INAnews.co.id Bitung– Setelah viral pernyataan dari Ikatan Pedagang Pasar Indonesia (IKAPPI) Kota Bitung dalam hal ini sekretaris IKAPPI Bitung Raynald Maringka untuk membubarkan Perumda Pasar Kota Bitung disalah satu media online, langsung mendapat tanggapan keras dari Direktur Operasional Perumda Pasar Michael Jacobus, SH.
Michael saat dihubungi lewat pesan singkat WhatsApp mengatakan, untuk membubarkan suatu Perusahan Daerah itu harus sesuai regulasi yang ada yaitu pada Perda pasal 124 ayat (1) PP No. 5402017 tentang BUMD. Jumat 3 Maret 2023.
“Itu harus sesuai regulasi atau aturan yaitu Perda Pasal 124 ayat (1) PP No. 5402017 tentang BUMD, bukan serta merta membubarkan begitu saja”, ucap Michael.

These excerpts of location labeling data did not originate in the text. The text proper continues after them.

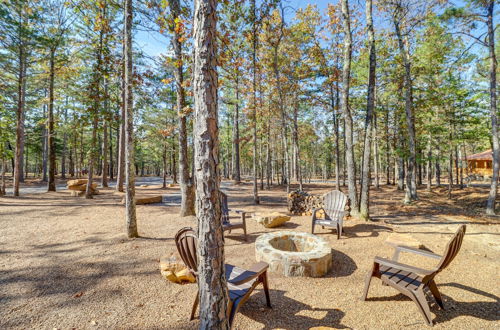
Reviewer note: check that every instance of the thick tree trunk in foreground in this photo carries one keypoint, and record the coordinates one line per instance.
(129, 131)
(490, 206)
(211, 279)
(370, 105)
(346, 75)
(50, 133)
(185, 180)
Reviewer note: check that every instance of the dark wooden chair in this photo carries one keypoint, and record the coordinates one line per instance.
(240, 282)
(333, 207)
(411, 281)
(227, 220)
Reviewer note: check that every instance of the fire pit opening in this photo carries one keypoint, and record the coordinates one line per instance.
(294, 253)
(291, 244)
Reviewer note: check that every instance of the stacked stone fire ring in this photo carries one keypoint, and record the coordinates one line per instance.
(294, 253)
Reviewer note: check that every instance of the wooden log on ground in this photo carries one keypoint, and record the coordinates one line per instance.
(77, 182)
(140, 200)
(82, 187)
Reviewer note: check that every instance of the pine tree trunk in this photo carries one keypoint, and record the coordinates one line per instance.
(129, 129)
(336, 118)
(429, 164)
(65, 143)
(490, 205)
(186, 182)
(111, 160)
(120, 177)
(376, 157)
(411, 175)
(256, 199)
(364, 212)
(45, 149)
(387, 150)
(438, 167)
(236, 172)
(105, 164)
(50, 132)
(164, 157)
(95, 92)
(21, 97)
(346, 73)
(211, 274)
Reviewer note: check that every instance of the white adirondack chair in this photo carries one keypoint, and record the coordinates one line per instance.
(333, 207)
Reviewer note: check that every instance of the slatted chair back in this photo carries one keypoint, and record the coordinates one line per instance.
(224, 208)
(334, 204)
(452, 249)
(185, 240)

Michael juga mengatakan, kalau selama ini IKAPPI atau pun Reynald Maringka tidak pernah membangun hubungan hukum dengan pihak Perumda, sehingga tidak wajar untuk mengkritik Perumda.
“Maringka dan IKAPPI itu tidak pernah membangun hubungan hukum dengan Perumda sehingga tidak layak mengkritik Perumda”, ujar Michael.
Jangan hanya tuntut apa kewajiban perumda Kata Michael, “tapi kewajiban Maringka tidak pernah dilakukan, sebab sampai hari ini Maringka dan beberapa kroni-kroni nya di IKKAPI adalah pedagang-pedagang yang lalai membayar kewajiban biaya jasa pelayanan kebersihan bahkan sewa ke perumda”, ungkapnya.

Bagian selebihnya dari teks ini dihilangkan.